O cerne da questão é crer ou não em Jesus. Mas é importante lembrar que “crer” não é somente um exercício intelectual de aceitar que algo seja a verdade. “Crer” é assumir o projeto de vida de Jesus, é seguir em suas pegadas. É fazer que suas opções concretas sejam nossas, ou melhor, de agir como Ele agiria se estivesse entre nós hoje. Como será que Jesus agiria diante dos escândalos e crises que assolam nosso mundo? Que posição tomaria diante da acumulação de bens e terras nas mãos de poucos? O que faria diante da questão da reforma agrária ou da destruição do meio ambiente? Diante da corrupção quase endêmica e da manipulação de grande parte dos meios da comunicação de massa? O que diria diante do sofrimento de milhões de desempregos na crise atual econômico-financeira mundial, criada por gananciosos que não sofrem as consequências de sua sede sem limites de lucro? O que Ele diria diante da crise que leva dezenas de milhares de migrantes a arriscarem as suas vidas tentando escapar da miséria? “Crer” nele não é afirmar teses teológicas, mas seguir na prática Jesus de Nazaré que se colocou sempre ao lado dos excluídos e sofridos, não por serem mais “santos”, mas simplesmente por serem mais sofridos.

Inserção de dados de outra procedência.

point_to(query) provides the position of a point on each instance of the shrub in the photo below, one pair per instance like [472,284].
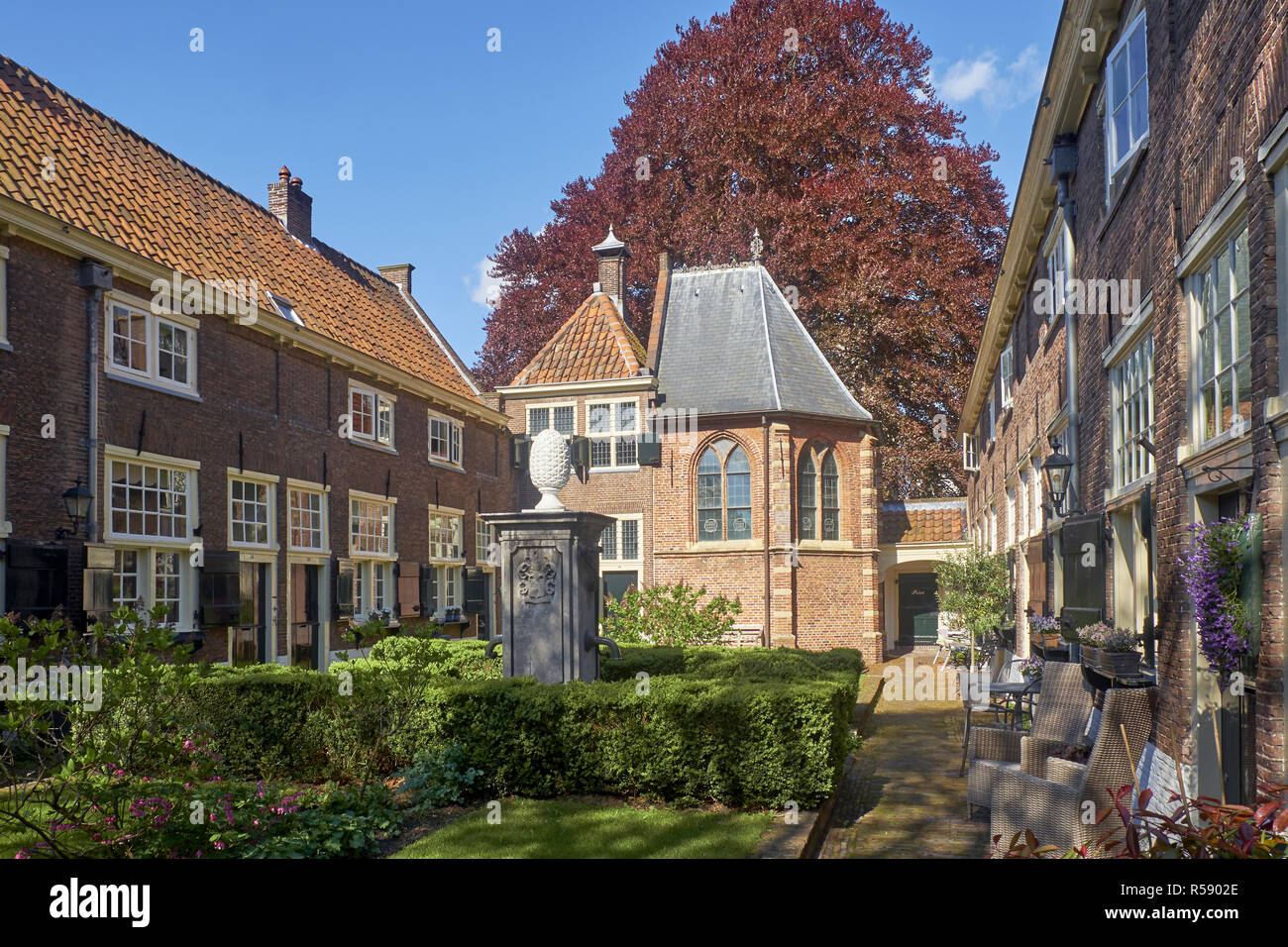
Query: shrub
[438,777]
[669,615]
[688,740]
[265,720]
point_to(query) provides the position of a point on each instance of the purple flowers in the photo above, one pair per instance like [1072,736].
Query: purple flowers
[1211,573]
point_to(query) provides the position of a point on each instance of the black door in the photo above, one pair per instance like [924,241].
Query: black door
[917,595]
[252,635]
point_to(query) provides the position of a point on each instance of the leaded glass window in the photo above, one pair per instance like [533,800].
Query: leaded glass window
[724,492]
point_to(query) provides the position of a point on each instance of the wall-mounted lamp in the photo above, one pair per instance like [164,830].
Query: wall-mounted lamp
[76,502]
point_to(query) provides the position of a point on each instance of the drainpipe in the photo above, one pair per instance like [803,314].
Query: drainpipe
[769,604]
[97,278]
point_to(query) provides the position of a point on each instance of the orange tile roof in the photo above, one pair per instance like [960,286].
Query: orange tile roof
[922,522]
[595,344]
[114,183]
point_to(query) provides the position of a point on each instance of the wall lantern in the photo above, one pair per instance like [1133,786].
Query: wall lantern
[1056,470]
[76,501]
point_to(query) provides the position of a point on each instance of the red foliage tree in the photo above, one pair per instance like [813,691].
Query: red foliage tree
[815,123]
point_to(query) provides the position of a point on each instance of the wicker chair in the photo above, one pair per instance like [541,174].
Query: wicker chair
[1052,808]
[1060,718]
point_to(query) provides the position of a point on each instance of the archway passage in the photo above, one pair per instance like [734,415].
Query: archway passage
[917,596]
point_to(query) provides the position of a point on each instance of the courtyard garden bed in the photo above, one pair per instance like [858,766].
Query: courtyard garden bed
[297,763]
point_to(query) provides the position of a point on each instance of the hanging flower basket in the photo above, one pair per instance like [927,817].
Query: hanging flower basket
[1227,611]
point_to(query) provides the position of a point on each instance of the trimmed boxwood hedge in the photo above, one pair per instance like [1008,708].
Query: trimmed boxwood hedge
[743,727]
[265,720]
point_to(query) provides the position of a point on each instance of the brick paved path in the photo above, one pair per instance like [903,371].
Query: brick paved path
[901,795]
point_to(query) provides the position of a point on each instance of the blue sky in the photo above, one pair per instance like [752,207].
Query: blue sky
[451,146]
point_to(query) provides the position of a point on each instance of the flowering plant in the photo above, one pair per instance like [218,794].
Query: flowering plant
[1121,639]
[1211,571]
[1094,635]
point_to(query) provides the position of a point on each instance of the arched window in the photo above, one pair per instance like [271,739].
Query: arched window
[818,495]
[724,492]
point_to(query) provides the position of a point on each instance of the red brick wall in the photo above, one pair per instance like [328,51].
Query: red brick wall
[281,399]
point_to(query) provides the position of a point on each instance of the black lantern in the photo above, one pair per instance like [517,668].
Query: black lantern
[1056,470]
[76,501]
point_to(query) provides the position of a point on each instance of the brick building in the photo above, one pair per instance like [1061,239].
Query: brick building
[274,437]
[1133,326]
[728,450]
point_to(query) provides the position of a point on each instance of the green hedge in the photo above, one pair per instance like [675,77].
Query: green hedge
[743,727]
[741,742]
[715,661]
[265,720]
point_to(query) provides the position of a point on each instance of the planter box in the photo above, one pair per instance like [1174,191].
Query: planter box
[1120,663]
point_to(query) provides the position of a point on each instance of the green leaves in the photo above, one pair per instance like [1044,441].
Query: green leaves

É bom notar que Jesus, enfatizando nesse texto a necessidade do nascimento novo espiritual (estamos ainda no discurso diante de Nicodemos), nega a importância de nascer fisicamente como membro do povo eleito. Mais uma vez, como em Caná e no Templo (2,1-11.13-22), Jesus substitui um dos pilares do judaísmo de sua época.
Estamos em plena Campanha da Fraternidade, procurando criar um novo mundo em que todos tenham acesso a uma vida digna, lutando pela luz contra as trevas! Agir “segundo a verdade” (vers. 21) significa fazer o bem. Quem luta pelo bem, pela vida, contra a exclusão, realmente “crê” em Jesus, seja qual for sua confissão religiosa, e “não é condenado” (vers. 18). Quem não faz essa opção opta então pelas trevas, mesmo que professe, de uma maneira ortodoxa, as teses da fé, mas realmente “não crê no nome do Filho Único de Deus” (vers. 18). Ninguém escapa de fazer essa opção concreta, pelo bem ou pelo mal, pela luz ou pelas trevas, pelo Reino ou pelo anti-Reino!

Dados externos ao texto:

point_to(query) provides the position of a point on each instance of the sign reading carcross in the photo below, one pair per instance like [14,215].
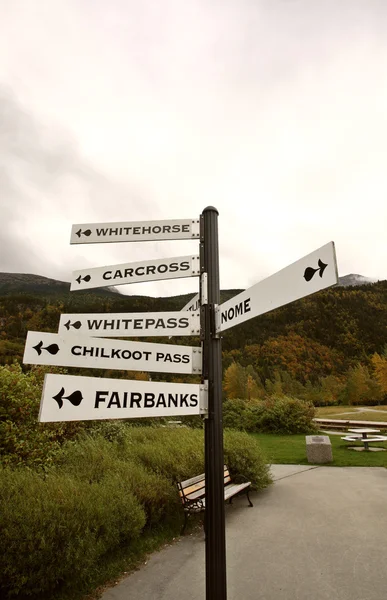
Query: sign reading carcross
[153,270]
[138,231]
[73,398]
[131,324]
[310,274]
[193,304]
[96,353]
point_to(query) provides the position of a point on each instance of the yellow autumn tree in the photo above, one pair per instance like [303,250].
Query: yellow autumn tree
[379,364]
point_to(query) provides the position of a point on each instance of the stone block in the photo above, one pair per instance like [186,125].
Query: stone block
[318,449]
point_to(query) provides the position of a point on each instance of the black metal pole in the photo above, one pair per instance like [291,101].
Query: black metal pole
[216,581]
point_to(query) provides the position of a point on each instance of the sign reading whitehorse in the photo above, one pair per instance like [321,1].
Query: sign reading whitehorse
[138,231]
[73,398]
[150,270]
[96,353]
[131,324]
[308,275]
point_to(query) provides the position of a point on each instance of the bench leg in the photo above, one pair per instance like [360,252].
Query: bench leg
[185,523]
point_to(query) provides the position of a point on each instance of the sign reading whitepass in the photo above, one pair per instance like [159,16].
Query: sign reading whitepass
[150,270]
[310,274]
[136,231]
[131,324]
[96,353]
[74,398]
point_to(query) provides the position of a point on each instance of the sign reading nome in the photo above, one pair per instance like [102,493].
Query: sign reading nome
[153,270]
[310,274]
[74,398]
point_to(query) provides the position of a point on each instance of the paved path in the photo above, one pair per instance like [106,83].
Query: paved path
[317,532]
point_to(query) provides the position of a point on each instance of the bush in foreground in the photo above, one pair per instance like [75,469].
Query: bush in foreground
[57,526]
[277,414]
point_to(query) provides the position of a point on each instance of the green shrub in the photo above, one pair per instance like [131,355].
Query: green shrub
[93,459]
[55,529]
[23,440]
[281,414]
[277,414]
[57,526]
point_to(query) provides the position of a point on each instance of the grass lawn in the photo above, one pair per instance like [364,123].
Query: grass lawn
[349,413]
[290,449]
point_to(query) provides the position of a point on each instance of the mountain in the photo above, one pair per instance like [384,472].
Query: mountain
[26,283]
[354,279]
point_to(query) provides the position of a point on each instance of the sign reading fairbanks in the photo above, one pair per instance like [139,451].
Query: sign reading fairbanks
[149,270]
[308,275]
[137,231]
[96,353]
[131,324]
[73,398]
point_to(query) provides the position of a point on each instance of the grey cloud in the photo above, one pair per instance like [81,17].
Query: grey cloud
[40,171]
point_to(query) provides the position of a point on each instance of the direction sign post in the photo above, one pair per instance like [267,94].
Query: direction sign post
[131,324]
[150,270]
[193,304]
[75,398]
[138,231]
[310,274]
[216,585]
[96,353]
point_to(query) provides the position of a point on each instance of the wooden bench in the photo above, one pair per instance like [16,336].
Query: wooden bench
[193,493]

É pelos frutos que se conhece a árvore! A Quaresma nos convida para revermos, de uma maneira sincera, nossas opções e também nossa contribuição em favor da criação de uma sociedade justa, de vida e não da morte.
Padre Tomaz Hughes, SVD, biblista e assessor da CRB e do Cebi. Dedicou-se a cursos e retiros bíblicos em todo o Brasil. Publicou diversos artigos e o livro “Paulo de Tarso: discípulo-missionário de Jesus”. Faleceu em 15 de maio de 2017. Suas reflexões bíblicas são muito atuais.